Was the Industrial Revolution Necessary?


 

London and New York : Routledge, 1994
ISBN: 0415108683 (hbk)
           0415108691 (pbk)

xi, 157 p.

Extracts from reviews:

Was the industrial revolution a critical turning point in the history of the human race? The general consensus emerging from this volume tends to confirm the assertion, but with two important caveats. First, the industrial revolution did not introduce rapid and sustained economic growth and, secondly, there remains a good deal that we do not know about those years which witnessed the rise of England (not Great Britain) as the world's first industrial nation. Snooks, the editor, dominates the volume with two chapters, comprising half the total words. He challenges the proposition that the industrial revolution was unique in the sense that it ushered in rapid and sustained growth as a strictly modern phenomenon. Rather, our version of the pre-industrial economy is clouded by a Malthusian perspective with its assumptions of diminishing returns and zero technical change. Snooks is convinced that rapid and sustained growth has been an inherent characteristic of England and, by implication of Western Europe, during the last millennium. The economic history of Western Europe from the eleventh to the eighteenth century was shaped by long upswings of economic growth with associated rises in population and income per caput, followed by periods of self-generated stagnation of approximately 300 years. The empirical support for these assertions is based on a reconstruction of England's national income from the Domesday Book which is then compared with the revised Gregory King estimates of I688. The major conclusion drawn is that pre-industrial England enjoyed periods of sustained growth and, looking forward at the industrial revolution from the perspective of the middle ages, it was not the catalyst for modern economic growth that it appears to be from the usual retrospective view . . . As Jackson points out, the rate of economic growth during the industrial revolution remains an 'open question' . . . Overall, a stimulating volume which justifies yet another look at the industrial revolution and there will be many more.

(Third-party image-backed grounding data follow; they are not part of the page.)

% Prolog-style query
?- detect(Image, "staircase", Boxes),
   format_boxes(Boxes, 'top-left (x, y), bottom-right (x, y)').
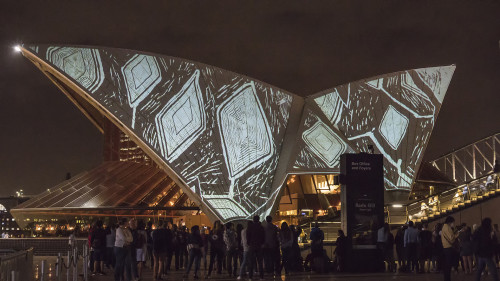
top-left (387, 173), bottom-right (500, 225)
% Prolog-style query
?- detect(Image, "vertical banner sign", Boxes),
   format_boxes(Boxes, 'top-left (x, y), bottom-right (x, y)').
top-left (340, 153), bottom-right (384, 248)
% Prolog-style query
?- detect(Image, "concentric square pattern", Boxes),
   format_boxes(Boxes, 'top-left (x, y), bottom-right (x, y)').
top-left (156, 70), bottom-right (206, 161)
top-left (379, 105), bottom-right (409, 150)
top-left (302, 121), bottom-right (347, 168)
top-left (217, 83), bottom-right (274, 179)
top-left (122, 54), bottom-right (161, 107)
top-left (46, 47), bottom-right (104, 93)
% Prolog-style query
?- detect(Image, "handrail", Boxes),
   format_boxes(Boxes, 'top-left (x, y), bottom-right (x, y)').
top-left (386, 172), bottom-right (499, 224)
top-left (0, 247), bottom-right (34, 281)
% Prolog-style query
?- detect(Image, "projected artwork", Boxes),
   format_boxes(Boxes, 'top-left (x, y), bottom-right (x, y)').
top-left (292, 107), bottom-right (355, 172)
top-left (46, 47), bottom-right (104, 93)
top-left (217, 82), bottom-right (274, 180)
top-left (155, 70), bottom-right (205, 161)
top-left (22, 44), bottom-right (455, 222)
top-left (122, 54), bottom-right (162, 128)
top-left (311, 67), bottom-right (454, 189)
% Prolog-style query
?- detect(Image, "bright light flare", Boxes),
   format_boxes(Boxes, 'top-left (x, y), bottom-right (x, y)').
top-left (14, 45), bottom-right (22, 53)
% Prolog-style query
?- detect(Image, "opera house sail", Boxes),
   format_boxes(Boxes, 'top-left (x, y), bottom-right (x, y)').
top-left (15, 45), bottom-right (455, 223)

-- Roger Lloyd-Jones, The Economic History Review, vol. XLVIII, no. 4, November 1995, p. 855.

 

Was the Industrial Revolution Necessary? brings together a collection of revisionist work which seeks, in the editor's words, to raise new issues, employ new data, and engage in new perspectives on British industrialization. In these terms the book contributes to a four-fold agenda set out by Graeme Snooks in his introduction: the wider role of the Industrial Revolution in human history, the contribution made by natural resources, the role of the household, and the question of whether rapid and sustained growth is a modern invention. Such issues, he maintains, need to be addressed since current interpretations are based largely on the reasoning of neoclassical economists . . .

Was the Industrial Revolution necessary? is a stimulating book which should reach a wide audience of both specialists and students in the fields of economics, economic history, environmental history, and labour economics. Specialists will appreciate the challenge of the new approaches and interpretations; students will find accessible surveys of the debates and new issues in this area.

-- Sue Bowden, Australian Economic History Review, vol. XXXVI, no. 1, March 1996, pp. 117–18.